La reestructuración busca modernizar la institución hacia un modelo centrado en los derechos humanos y la prevención, dejando atrás enfoques puramente represivos. En un giro de alta gravedad, el presidente denunció la existencia de un poder paralelo en Medellín: “En Medellín existe una parapolicía, un poder paralelo que distorsiona la autoridad institucional.
Esa situación debe enfrentarse de manera directa”.
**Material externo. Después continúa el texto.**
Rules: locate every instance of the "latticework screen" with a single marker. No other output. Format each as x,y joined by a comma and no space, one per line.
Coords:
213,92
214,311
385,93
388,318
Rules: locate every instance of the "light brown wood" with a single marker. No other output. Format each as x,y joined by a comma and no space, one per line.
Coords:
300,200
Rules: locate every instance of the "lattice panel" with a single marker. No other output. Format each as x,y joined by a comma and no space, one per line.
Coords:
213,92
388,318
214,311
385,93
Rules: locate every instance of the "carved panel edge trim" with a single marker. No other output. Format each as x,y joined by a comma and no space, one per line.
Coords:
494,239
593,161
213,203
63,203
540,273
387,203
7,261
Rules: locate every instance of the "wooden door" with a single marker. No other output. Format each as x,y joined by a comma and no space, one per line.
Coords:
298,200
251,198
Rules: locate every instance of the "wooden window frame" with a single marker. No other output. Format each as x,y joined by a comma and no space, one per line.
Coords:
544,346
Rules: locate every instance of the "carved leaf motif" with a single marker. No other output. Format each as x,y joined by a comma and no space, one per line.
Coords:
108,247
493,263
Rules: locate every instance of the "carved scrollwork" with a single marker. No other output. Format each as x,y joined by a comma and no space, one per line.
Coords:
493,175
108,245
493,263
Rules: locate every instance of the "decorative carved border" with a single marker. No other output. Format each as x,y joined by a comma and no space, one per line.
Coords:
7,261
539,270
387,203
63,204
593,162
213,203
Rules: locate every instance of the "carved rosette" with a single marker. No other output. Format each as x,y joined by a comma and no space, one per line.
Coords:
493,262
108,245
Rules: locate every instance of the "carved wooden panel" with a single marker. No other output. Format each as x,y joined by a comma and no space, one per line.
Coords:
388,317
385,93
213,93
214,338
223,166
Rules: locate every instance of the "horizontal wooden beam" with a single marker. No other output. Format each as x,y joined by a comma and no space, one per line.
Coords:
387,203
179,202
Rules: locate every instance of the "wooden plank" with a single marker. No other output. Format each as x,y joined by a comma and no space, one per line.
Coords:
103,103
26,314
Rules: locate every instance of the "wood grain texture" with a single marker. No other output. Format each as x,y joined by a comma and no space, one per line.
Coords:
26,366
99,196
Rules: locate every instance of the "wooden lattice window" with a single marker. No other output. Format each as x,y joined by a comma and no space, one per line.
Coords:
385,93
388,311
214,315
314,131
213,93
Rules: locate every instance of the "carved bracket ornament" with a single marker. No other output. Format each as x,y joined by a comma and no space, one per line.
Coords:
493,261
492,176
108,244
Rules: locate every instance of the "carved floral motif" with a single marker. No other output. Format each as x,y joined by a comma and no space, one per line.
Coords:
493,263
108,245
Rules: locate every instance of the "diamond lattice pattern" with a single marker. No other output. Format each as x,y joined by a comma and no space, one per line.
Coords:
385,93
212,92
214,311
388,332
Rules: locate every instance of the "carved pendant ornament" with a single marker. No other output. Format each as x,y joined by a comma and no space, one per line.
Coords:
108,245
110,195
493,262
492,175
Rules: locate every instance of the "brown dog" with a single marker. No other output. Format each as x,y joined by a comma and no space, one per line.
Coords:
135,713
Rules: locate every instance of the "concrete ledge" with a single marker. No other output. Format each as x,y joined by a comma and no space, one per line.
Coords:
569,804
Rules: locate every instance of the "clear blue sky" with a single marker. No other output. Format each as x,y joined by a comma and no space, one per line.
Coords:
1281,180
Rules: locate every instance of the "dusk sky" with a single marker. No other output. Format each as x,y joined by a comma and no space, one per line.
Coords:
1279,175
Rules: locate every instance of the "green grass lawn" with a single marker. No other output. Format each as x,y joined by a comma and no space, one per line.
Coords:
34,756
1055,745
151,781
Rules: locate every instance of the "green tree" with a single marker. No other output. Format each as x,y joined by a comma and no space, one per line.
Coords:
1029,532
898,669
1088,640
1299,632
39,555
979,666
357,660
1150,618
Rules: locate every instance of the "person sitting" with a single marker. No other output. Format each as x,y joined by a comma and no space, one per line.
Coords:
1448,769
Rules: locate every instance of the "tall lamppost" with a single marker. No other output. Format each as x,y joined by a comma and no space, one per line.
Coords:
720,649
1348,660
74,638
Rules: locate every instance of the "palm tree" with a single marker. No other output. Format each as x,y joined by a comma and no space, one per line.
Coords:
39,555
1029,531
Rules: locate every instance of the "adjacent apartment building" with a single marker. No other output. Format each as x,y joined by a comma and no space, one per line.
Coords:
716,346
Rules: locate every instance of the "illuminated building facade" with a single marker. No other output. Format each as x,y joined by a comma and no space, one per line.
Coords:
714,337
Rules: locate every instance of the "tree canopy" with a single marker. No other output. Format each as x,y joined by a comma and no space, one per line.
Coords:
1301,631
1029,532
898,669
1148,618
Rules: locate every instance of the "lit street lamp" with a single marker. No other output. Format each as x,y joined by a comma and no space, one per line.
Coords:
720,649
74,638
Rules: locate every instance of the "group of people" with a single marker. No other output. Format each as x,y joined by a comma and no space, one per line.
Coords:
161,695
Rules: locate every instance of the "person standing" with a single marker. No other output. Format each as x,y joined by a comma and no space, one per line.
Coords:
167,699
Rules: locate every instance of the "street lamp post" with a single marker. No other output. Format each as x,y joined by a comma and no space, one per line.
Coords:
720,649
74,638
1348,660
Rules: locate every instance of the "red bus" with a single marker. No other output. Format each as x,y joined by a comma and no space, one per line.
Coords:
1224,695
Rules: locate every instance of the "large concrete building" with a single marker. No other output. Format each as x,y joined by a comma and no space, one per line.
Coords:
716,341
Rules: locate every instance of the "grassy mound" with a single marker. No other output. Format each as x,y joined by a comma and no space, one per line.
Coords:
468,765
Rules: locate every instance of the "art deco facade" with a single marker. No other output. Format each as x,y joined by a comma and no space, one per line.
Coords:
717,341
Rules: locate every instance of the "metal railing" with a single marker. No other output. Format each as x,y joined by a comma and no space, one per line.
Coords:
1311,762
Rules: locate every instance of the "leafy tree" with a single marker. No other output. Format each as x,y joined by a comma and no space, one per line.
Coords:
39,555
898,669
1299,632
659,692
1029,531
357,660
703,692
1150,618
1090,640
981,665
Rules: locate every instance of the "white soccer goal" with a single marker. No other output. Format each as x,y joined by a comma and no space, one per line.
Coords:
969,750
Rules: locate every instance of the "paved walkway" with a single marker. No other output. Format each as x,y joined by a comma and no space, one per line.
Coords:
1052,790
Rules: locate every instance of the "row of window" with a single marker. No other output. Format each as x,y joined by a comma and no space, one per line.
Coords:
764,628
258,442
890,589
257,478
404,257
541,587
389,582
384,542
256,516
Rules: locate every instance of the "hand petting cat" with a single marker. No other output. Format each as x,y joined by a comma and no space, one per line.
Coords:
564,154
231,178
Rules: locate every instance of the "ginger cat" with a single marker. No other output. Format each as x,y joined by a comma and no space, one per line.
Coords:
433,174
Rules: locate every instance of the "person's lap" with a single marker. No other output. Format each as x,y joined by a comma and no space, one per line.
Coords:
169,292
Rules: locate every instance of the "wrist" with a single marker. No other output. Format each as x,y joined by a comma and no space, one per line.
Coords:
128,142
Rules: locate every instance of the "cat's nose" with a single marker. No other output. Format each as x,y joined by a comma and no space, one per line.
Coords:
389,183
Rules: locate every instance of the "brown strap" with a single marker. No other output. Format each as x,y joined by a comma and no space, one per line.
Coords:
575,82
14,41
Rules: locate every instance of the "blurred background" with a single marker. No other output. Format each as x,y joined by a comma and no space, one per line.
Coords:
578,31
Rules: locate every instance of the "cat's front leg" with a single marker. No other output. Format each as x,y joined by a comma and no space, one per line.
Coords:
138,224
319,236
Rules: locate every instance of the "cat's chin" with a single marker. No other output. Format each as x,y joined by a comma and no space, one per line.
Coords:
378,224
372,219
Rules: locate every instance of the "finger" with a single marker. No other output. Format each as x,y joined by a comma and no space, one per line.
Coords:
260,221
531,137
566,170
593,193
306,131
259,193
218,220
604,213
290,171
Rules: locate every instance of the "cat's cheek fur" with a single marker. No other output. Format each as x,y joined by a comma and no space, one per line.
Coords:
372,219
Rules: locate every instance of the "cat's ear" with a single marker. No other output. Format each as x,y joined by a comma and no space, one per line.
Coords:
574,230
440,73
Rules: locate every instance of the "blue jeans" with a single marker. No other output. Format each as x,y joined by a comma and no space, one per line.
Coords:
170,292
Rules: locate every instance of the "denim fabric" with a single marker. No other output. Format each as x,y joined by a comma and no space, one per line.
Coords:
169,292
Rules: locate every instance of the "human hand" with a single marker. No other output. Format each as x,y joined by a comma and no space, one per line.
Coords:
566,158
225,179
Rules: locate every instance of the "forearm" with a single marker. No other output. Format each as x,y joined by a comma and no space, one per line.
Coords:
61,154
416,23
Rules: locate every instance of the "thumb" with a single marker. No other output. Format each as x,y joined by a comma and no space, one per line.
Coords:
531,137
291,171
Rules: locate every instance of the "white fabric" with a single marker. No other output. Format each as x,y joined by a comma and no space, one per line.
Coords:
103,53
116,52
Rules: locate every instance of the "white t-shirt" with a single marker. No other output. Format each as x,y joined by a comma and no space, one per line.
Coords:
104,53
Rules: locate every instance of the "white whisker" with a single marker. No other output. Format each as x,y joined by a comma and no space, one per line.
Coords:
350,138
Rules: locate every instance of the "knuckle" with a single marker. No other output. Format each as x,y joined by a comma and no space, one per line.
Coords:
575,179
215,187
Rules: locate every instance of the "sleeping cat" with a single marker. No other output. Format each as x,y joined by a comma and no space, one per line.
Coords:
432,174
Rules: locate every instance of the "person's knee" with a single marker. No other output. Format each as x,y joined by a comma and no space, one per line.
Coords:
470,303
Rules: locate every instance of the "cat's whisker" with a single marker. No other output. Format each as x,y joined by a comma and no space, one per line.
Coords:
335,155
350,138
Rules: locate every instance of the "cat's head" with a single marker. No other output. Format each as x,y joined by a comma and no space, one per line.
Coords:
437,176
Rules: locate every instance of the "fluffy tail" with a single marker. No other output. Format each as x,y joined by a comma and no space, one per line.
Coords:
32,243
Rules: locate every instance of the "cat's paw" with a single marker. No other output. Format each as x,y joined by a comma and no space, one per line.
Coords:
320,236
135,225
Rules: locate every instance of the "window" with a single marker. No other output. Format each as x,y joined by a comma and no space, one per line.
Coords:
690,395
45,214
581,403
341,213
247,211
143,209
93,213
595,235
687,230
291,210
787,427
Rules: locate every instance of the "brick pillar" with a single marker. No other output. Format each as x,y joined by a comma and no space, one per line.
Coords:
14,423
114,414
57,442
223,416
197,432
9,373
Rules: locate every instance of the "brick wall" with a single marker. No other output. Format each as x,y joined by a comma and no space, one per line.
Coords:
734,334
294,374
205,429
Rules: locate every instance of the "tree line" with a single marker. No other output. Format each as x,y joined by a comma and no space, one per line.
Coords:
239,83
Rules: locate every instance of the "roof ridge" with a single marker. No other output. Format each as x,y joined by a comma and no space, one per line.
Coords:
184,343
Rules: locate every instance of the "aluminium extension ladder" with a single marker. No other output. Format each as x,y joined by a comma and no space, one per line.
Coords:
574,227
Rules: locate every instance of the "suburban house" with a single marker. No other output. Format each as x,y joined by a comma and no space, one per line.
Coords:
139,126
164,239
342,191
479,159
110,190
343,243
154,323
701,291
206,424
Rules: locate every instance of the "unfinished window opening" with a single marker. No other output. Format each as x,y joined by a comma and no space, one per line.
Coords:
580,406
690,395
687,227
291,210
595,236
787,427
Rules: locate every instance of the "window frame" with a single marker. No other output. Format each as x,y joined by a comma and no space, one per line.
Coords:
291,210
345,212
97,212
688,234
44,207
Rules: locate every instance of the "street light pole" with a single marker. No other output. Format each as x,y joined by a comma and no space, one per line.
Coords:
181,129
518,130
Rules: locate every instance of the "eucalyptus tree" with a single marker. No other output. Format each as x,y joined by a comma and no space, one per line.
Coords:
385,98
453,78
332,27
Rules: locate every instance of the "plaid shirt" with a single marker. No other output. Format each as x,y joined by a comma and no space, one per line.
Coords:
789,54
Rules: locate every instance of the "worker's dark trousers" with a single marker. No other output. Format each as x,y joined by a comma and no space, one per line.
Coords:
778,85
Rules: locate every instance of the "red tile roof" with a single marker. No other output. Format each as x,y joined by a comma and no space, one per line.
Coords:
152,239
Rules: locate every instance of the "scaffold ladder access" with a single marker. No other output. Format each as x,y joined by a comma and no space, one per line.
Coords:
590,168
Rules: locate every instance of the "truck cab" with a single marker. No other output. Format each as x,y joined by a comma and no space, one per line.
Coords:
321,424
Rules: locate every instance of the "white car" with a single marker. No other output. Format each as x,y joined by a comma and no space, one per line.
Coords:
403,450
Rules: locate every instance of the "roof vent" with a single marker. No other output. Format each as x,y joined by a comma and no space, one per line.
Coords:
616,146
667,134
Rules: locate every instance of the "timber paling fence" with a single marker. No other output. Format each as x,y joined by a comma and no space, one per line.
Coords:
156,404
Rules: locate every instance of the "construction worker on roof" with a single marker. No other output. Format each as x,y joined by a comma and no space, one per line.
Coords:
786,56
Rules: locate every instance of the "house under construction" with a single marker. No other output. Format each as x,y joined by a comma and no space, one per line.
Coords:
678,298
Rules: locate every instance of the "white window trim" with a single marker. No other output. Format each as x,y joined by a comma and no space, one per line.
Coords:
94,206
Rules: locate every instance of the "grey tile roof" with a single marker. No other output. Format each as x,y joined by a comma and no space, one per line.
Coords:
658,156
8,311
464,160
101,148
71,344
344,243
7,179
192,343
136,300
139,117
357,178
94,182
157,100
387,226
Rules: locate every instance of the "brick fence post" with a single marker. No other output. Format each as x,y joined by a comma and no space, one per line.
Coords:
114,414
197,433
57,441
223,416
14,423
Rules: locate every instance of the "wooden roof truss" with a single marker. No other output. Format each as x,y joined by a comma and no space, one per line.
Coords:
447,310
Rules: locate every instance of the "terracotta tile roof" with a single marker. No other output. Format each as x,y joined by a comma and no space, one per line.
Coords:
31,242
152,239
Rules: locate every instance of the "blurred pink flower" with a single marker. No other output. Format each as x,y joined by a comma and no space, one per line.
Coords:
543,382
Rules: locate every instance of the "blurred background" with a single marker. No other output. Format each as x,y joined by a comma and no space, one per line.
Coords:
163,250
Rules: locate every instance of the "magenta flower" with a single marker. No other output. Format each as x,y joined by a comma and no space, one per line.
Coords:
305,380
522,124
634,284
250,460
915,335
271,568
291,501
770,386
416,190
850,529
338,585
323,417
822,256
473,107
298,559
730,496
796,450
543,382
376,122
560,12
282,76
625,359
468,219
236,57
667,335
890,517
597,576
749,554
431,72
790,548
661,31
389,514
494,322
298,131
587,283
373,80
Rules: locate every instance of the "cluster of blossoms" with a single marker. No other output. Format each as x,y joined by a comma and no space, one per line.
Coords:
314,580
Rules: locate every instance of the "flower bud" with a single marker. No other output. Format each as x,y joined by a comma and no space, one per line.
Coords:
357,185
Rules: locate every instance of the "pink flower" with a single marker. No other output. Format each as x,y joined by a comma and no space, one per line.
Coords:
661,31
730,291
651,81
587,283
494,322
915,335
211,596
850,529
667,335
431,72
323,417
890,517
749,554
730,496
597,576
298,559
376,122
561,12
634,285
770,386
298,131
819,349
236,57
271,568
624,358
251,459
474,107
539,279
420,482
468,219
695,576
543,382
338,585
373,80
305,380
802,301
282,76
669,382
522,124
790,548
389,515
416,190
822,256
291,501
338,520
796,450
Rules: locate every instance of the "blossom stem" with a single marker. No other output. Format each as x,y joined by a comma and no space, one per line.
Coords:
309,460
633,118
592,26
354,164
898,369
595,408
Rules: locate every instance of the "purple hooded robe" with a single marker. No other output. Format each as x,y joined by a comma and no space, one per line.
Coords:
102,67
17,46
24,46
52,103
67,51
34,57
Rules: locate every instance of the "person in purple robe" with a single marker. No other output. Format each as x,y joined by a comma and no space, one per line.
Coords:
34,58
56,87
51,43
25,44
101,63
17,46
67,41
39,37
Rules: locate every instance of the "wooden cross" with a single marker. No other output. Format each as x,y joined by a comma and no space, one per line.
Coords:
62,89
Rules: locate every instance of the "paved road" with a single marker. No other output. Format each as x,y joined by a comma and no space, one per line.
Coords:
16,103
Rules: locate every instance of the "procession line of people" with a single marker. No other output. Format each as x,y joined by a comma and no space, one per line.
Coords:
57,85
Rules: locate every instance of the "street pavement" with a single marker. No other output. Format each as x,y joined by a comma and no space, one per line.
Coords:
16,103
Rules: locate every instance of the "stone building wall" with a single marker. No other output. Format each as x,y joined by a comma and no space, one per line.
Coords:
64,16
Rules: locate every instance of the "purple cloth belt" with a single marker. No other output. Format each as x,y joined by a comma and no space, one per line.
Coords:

Petro advirtió que estas estructuras representan una amenaza a la soberanía del Estado y que es responsabilidad del gobierno garantizar la autoridad en todo el territorio. La decisión generó reacciones inmediatas; el alcalde de Medellín, Federico Gutiérrez, y otros líderes de oposición criticaron al presidente, sugiriendo que busca responsables de su propio fracaso en seguridad y que el verdadero culpable del asesinato de los policías en Amalfi es el propio gobierno por haber liberado a alias 'Calarcá'.
En resumenEl presidente Petro ordenó la salida del director de la Policía, enmarcando la decisión en una reforma estructural hacia la seguridad humana y denunciando la presencia de un poder 'parapolicial' en Medellín, lo que generó fuertes críticas de la oposición.